Your contempt for 700 ticket holders is incredible.It wouldn't happen anywhere else.
Anyway it was 10,000
I'd prefer to believe the reports that I've read

Why would anyone risk going to 2022 when you can't trust the official tickets you have purchased??


----------



## Alrayyan (Nov 29, 2010)

_X_ said:


> Your contempt for 700 ticket holders is incredible.It wouldn't happen anywhere else.
> Anyway it was 10,000
> I'd prefer to believe the reports that I've read
> 
> *Why would anyone risk going to 2022 when you can't trust the official tickets you have purchased??*


As an attendee I know better than crappy unrealistic online reports that enlarge and magnify every small issue into a disaster.

Oh please :lol: If you don't want to come then don't, your not welcome here.
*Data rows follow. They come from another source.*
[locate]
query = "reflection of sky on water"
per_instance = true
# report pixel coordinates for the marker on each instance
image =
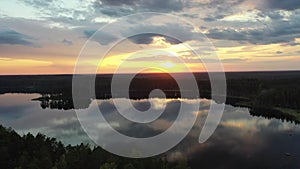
(240, 139)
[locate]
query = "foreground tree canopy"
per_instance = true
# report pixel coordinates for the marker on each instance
(41, 152)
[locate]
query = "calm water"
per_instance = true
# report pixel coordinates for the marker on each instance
(240, 141)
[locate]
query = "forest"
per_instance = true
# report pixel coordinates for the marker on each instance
(41, 152)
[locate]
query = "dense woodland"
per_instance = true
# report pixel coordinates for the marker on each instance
(41, 152)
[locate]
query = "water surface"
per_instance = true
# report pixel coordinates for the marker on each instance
(240, 141)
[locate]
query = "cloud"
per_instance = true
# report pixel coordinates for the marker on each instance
(183, 33)
(278, 31)
(12, 37)
(147, 38)
(285, 4)
(67, 42)
(101, 37)
(117, 8)
(118, 2)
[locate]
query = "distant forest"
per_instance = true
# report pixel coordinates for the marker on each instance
(271, 94)
(41, 152)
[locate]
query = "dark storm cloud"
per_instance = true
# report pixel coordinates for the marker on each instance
(101, 37)
(148, 38)
(279, 31)
(12, 37)
(284, 4)
(183, 33)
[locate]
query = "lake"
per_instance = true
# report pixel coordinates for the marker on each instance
(240, 141)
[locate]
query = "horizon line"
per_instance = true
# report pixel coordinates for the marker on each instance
(57, 74)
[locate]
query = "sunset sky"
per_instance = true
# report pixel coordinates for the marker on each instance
(46, 36)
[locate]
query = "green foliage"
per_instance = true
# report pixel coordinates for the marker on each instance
(40, 152)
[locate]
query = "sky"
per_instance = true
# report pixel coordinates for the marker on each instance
(47, 36)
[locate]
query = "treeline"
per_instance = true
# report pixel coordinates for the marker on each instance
(41, 152)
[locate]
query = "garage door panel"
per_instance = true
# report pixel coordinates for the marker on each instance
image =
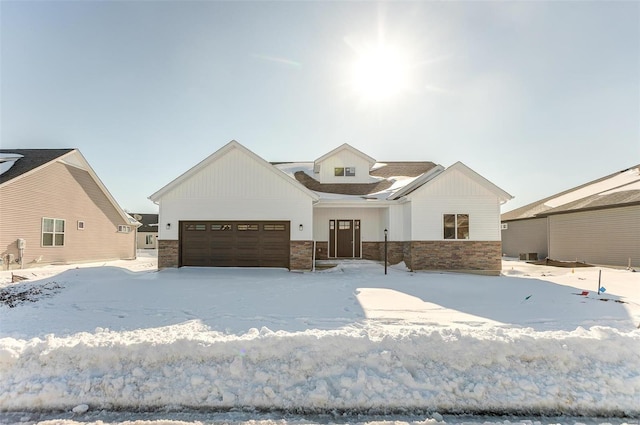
(235, 244)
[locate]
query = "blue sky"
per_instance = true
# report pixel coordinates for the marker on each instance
(537, 97)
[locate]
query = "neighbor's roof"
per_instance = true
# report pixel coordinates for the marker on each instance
(30, 160)
(149, 222)
(621, 188)
(15, 163)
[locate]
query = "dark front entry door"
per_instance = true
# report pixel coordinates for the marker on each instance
(344, 238)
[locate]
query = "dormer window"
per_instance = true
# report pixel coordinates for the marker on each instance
(344, 171)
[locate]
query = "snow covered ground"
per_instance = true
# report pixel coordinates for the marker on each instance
(121, 336)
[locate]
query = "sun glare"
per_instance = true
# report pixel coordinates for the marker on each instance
(380, 72)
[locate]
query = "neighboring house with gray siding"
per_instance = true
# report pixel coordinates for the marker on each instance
(55, 209)
(596, 223)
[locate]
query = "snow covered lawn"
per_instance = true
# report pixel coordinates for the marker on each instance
(121, 335)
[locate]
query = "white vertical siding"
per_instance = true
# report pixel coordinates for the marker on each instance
(454, 193)
(344, 158)
(608, 236)
(236, 187)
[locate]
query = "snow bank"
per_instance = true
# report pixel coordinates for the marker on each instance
(349, 339)
(592, 371)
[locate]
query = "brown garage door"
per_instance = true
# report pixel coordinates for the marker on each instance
(234, 243)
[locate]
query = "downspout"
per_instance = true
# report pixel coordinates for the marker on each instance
(313, 257)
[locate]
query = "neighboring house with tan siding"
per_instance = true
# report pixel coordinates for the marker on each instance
(236, 209)
(597, 223)
(54, 209)
(147, 237)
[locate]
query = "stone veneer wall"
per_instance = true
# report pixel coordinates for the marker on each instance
(167, 253)
(371, 251)
(301, 255)
(456, 255)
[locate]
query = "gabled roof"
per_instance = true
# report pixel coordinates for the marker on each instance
(617, 189)
(458, 166)
(346, 146)
(33, 160)
(384, 175)
(218, 154)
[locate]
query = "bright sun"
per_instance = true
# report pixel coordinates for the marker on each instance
(380, 72)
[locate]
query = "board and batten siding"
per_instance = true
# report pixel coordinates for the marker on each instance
(344, 158)
(66, 192)
(236, 187)
(525, 237)
(454, 193)
(606, 236)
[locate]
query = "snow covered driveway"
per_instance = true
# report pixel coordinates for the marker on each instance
(346, 339)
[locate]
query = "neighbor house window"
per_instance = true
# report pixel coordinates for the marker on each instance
(52, 232)
(456, 226)
(344, 171)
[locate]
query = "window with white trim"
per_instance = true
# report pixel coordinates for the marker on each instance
(456, 226)
(53, 231)
(344, 171)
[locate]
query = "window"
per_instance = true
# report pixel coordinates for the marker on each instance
(456, 226)
(344, 171)
(52, 232)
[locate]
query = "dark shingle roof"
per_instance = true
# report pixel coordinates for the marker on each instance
(390, 169)
(32, 159)
(149, 222)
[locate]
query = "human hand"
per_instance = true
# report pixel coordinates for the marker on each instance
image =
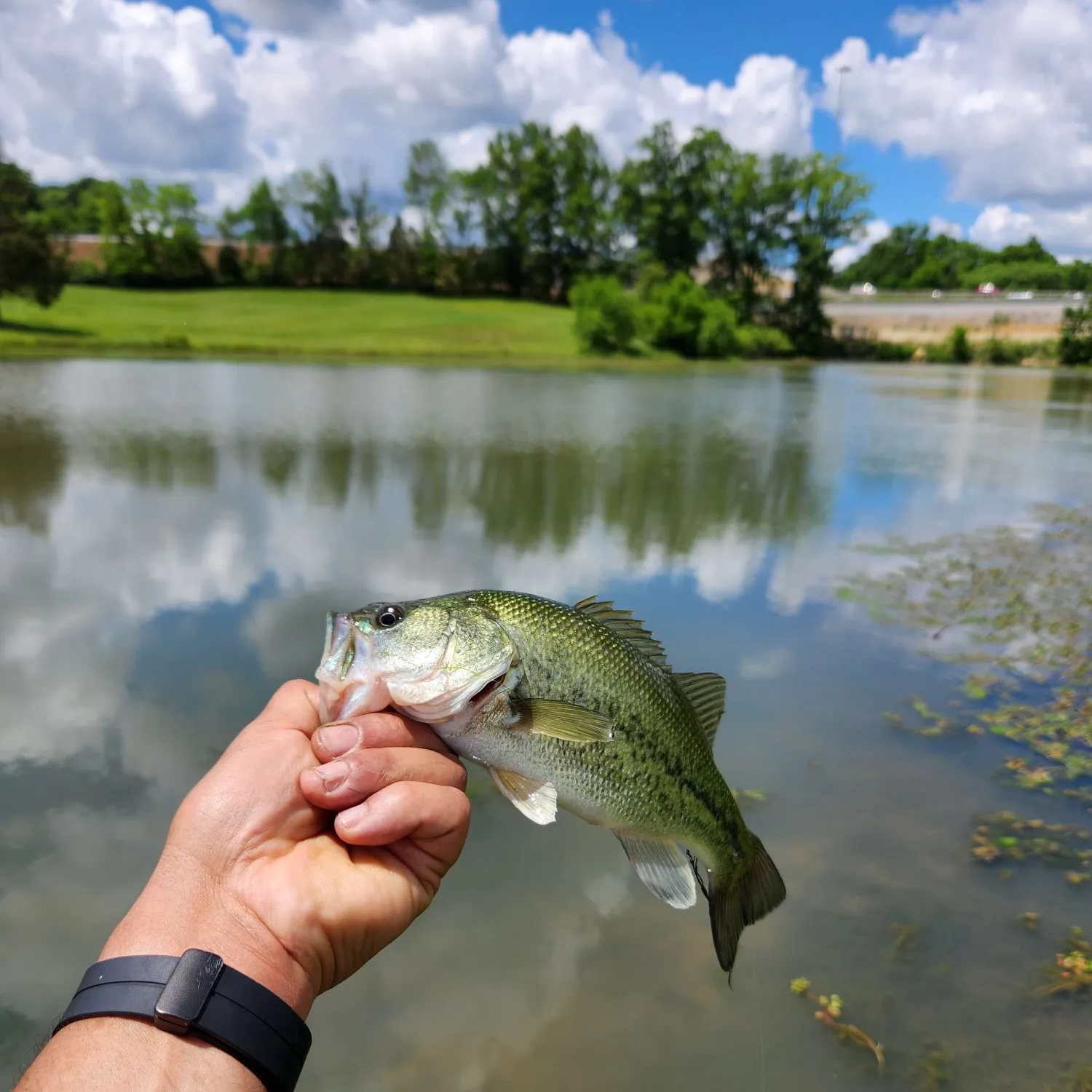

We aren't begging for you to be here.


----------



## Alrayyan (Nov 29, 2010)

simpliCITY said:


> Sir, I was personally there at 5.30 with my family. And we saw thousands of people already standing in a queue on hope to get in. And before I headed for the stadia I checked all the Asian cup website to find if there is any rule or exact timing about gate open/close But I find nothing.
> *IT IS TRUE THAT THERE WAS FREE ENTRY IN THE FEAR OF EMPTY SEATS*
> thousands of people have such experiance. check here , here & here
> 
> You are just copy pasting official PR newsletter from AFC.


Sir, I was personally there at 5AM with my friends. And a few thousand people were heading into the stadium towards the gates with tickets (already passing the security clearance area), Due to previous experience of important football matches, I know that opening and final USUALLY has gates closed 1 hour before kickoff/ceremony. (Not on the website because its part of the Local organizing committee not the AFC organizers.)

Yes they allowed people without tickets entry because ticket holders weren't present early enough, thus they needed to guarantee attendance, and there were hundreds of people without tickets on site, so satisfy them by letting them in and teach ticket holders a lesson regarding tournaments and important events.

You were there at 5:30, just before kickoff time, meaning the gates will close. (I hope you have realised that you needed to be early)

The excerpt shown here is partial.